# Aggregation Pipeline Demo

This notebook demonstrates the spatial and temporal aggregation pipeline.  
It walks through each step: building the fine network, optionally constructing a coarse network, 
computing node features, generating distance matrices, applying clustering, and producing 
aggregated datasets.  

**Purpose**: Show how to run the full pipeline as well as inspect each component step-by-step.  
**Inputs**: Raw data under `/DATA/raw/` (downloaded from Google Drive, see [README.md](../README.md) for details.) 
**Outputs**: Aggregated datasets and cached metrics under `/DATA/processed/`  


In [1]:
import sys
import pathlib

PROJECT_ROOT = pathlib.Path().cwd().parent
sys.path.append(str(PROJECT_ROOT))

## 1) Quick start: run the full pipeline once

This cell shows the *shortest possible* way to run the aggregation pipeline end-to-end.

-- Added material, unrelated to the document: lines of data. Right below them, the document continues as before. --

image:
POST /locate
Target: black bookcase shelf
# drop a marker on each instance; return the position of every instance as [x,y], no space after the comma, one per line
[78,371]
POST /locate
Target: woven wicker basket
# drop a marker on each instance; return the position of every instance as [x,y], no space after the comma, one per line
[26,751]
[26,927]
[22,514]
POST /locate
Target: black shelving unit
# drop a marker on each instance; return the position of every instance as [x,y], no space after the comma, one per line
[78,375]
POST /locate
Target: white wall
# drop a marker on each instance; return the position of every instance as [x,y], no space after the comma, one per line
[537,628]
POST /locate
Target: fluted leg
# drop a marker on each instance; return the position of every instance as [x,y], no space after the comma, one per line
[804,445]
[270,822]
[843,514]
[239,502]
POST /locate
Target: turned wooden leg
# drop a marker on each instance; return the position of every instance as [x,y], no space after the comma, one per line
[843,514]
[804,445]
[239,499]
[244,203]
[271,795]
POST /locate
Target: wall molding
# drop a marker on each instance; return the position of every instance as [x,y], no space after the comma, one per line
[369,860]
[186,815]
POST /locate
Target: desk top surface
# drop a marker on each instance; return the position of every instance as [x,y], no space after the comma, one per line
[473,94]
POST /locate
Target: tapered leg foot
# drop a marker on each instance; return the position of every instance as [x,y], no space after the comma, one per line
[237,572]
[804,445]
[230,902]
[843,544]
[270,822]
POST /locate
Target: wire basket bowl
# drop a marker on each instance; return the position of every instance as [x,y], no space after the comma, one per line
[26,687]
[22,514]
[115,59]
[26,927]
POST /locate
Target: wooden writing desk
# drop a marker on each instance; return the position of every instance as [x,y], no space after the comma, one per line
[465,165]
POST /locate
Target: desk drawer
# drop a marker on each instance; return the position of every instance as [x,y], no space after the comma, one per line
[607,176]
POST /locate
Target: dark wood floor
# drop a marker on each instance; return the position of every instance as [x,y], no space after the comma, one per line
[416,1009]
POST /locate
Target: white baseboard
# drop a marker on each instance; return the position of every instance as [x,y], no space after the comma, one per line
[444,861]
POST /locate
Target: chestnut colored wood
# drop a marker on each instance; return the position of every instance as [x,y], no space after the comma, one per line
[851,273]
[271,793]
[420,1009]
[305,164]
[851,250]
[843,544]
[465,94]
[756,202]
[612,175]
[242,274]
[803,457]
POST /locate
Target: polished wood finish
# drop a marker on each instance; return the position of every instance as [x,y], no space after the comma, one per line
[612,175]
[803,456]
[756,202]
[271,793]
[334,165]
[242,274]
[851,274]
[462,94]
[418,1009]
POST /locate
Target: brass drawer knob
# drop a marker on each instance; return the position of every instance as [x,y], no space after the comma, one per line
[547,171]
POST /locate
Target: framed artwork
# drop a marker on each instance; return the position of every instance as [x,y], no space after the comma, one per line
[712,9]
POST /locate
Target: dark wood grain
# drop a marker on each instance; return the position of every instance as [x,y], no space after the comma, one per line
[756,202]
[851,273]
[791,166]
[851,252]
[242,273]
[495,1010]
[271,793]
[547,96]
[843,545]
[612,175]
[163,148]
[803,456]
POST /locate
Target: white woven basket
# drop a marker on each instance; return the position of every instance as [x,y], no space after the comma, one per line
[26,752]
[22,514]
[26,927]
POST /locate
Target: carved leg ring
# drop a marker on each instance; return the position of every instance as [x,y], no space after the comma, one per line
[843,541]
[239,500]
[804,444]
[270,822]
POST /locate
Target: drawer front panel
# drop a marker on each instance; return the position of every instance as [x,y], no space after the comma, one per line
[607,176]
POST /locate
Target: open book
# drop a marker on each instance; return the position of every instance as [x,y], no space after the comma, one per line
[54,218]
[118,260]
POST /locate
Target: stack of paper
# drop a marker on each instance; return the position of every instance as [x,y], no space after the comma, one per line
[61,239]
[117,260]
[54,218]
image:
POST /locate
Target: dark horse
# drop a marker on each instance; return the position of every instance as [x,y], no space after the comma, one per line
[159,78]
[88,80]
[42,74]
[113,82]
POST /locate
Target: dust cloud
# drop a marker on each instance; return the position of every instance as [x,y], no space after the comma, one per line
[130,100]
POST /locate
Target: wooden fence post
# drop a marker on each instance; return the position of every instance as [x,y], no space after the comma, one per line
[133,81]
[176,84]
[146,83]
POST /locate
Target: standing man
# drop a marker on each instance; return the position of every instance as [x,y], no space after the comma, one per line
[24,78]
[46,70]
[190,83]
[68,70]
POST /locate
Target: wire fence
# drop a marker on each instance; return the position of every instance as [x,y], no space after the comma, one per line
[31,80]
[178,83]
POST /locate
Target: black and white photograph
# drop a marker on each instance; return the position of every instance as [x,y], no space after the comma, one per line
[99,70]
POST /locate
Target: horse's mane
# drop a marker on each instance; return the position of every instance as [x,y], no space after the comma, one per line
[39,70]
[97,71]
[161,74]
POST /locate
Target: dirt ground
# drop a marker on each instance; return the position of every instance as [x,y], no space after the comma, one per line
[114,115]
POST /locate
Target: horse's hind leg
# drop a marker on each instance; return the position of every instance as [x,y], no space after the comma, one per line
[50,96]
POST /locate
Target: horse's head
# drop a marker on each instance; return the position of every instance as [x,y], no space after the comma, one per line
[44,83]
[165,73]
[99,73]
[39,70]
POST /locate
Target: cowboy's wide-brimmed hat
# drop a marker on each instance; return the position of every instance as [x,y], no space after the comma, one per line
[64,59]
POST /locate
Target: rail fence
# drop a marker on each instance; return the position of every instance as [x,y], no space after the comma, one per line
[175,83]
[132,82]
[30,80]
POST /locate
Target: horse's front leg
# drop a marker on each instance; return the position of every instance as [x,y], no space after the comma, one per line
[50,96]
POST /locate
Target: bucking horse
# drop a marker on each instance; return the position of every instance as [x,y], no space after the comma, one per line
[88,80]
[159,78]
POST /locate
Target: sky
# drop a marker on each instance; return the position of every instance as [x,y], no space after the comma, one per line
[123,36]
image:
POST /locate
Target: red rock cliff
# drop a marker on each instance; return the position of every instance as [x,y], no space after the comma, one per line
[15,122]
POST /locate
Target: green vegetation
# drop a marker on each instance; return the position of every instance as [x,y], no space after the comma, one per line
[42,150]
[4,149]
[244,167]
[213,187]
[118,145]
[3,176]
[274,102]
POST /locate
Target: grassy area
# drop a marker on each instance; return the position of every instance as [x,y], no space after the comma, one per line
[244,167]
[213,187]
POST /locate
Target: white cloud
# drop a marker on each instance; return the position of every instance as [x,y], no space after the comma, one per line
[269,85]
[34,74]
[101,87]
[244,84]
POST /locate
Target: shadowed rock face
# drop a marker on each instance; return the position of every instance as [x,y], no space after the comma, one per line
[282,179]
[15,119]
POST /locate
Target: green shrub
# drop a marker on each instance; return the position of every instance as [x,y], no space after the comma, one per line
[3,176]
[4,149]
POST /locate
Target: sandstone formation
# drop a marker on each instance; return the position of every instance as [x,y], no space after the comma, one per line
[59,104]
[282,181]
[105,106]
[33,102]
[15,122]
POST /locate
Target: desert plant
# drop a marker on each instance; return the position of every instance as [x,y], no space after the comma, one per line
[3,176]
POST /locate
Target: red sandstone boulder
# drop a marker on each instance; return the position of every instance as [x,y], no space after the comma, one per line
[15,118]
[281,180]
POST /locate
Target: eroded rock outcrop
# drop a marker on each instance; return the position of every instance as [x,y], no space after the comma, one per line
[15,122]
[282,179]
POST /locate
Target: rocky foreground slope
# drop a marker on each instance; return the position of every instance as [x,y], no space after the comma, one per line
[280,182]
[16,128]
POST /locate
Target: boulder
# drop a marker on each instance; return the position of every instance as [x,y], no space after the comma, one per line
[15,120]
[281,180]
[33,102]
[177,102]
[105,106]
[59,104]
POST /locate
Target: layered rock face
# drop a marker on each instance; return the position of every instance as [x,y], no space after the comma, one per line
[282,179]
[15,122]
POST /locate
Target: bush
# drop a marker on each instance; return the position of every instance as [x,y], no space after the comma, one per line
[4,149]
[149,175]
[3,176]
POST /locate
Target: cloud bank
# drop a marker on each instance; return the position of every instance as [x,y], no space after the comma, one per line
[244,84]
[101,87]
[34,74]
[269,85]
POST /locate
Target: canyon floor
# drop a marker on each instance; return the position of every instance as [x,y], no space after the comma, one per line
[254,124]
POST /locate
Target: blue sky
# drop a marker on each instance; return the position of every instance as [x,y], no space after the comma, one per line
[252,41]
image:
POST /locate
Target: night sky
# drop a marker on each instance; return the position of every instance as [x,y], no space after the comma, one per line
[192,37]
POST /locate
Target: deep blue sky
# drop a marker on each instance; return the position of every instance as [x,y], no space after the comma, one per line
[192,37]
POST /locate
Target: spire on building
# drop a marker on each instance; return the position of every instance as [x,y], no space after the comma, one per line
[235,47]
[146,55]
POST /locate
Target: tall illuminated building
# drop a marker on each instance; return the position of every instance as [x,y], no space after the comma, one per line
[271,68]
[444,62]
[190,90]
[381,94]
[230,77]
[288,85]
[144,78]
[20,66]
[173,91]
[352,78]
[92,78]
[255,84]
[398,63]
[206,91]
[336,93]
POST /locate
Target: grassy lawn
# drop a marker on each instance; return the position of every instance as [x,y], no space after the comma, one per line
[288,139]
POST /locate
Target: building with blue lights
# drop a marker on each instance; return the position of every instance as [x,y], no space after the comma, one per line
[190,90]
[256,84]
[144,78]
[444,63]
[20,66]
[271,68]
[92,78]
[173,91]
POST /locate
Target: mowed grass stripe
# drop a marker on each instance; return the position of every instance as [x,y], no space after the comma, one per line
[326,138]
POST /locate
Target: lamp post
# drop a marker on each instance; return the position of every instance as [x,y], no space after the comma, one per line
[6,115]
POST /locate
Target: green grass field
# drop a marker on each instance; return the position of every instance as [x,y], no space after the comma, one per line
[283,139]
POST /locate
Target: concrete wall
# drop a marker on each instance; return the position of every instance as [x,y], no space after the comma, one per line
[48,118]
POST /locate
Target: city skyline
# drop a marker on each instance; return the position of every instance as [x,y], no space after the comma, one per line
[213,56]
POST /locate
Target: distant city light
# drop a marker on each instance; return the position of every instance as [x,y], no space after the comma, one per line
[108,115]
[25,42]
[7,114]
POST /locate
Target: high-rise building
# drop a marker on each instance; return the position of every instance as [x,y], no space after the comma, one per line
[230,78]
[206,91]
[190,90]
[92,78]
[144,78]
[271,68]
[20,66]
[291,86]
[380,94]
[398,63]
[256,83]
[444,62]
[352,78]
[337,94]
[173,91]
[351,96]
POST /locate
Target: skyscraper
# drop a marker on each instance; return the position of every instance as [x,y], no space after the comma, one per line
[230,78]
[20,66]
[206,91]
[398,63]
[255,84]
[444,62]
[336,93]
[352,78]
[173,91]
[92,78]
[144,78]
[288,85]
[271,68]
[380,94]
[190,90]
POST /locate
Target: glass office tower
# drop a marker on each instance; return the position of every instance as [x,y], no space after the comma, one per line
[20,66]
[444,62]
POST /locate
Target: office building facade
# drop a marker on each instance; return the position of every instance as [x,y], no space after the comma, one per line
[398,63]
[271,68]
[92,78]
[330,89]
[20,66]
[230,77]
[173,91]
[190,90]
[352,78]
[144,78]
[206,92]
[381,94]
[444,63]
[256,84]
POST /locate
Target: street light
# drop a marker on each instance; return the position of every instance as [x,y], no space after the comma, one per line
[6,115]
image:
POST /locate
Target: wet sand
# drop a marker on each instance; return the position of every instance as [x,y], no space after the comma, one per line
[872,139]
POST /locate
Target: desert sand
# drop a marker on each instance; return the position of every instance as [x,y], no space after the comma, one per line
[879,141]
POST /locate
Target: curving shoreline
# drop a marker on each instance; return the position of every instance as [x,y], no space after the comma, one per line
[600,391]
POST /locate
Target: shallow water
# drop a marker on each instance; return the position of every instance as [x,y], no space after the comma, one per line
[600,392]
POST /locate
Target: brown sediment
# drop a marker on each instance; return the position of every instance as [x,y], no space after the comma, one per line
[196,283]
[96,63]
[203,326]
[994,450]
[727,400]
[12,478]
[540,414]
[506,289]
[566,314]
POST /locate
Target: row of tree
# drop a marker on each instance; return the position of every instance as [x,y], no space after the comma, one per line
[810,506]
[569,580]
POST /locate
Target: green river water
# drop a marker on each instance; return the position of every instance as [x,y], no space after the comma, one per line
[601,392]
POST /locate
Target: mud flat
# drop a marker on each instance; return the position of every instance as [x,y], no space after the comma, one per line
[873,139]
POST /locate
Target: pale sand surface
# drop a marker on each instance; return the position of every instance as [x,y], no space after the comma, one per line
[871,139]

You choose a granularity (`"fine"` → ~385 nodes, or `"coarse"` → 17 zones derived from the fine network), set a year, and provide simple weights and hyperparameters. The call:

- builds the selected network,
- computes features,
- performs spatial aggregation (to `n_representative_nodes`),
- performs temporal aggregation (to `k_representative_days`), and
- returns results plus a **version hash** (which is used to create versioned folders on disk in `results/joint_aggregation_results/v<hash>/`).

In [2]:
from src.aggregation.pipeline import StaticPreprocessor, DynamicProcessor

# --- Step 1. Static preprocessing ---
# Choose "fine" (385 nodes) or "coarse" (17 zones)
preproc = StaticPreprocessor(granularity="coarse", year=2013).preprocess()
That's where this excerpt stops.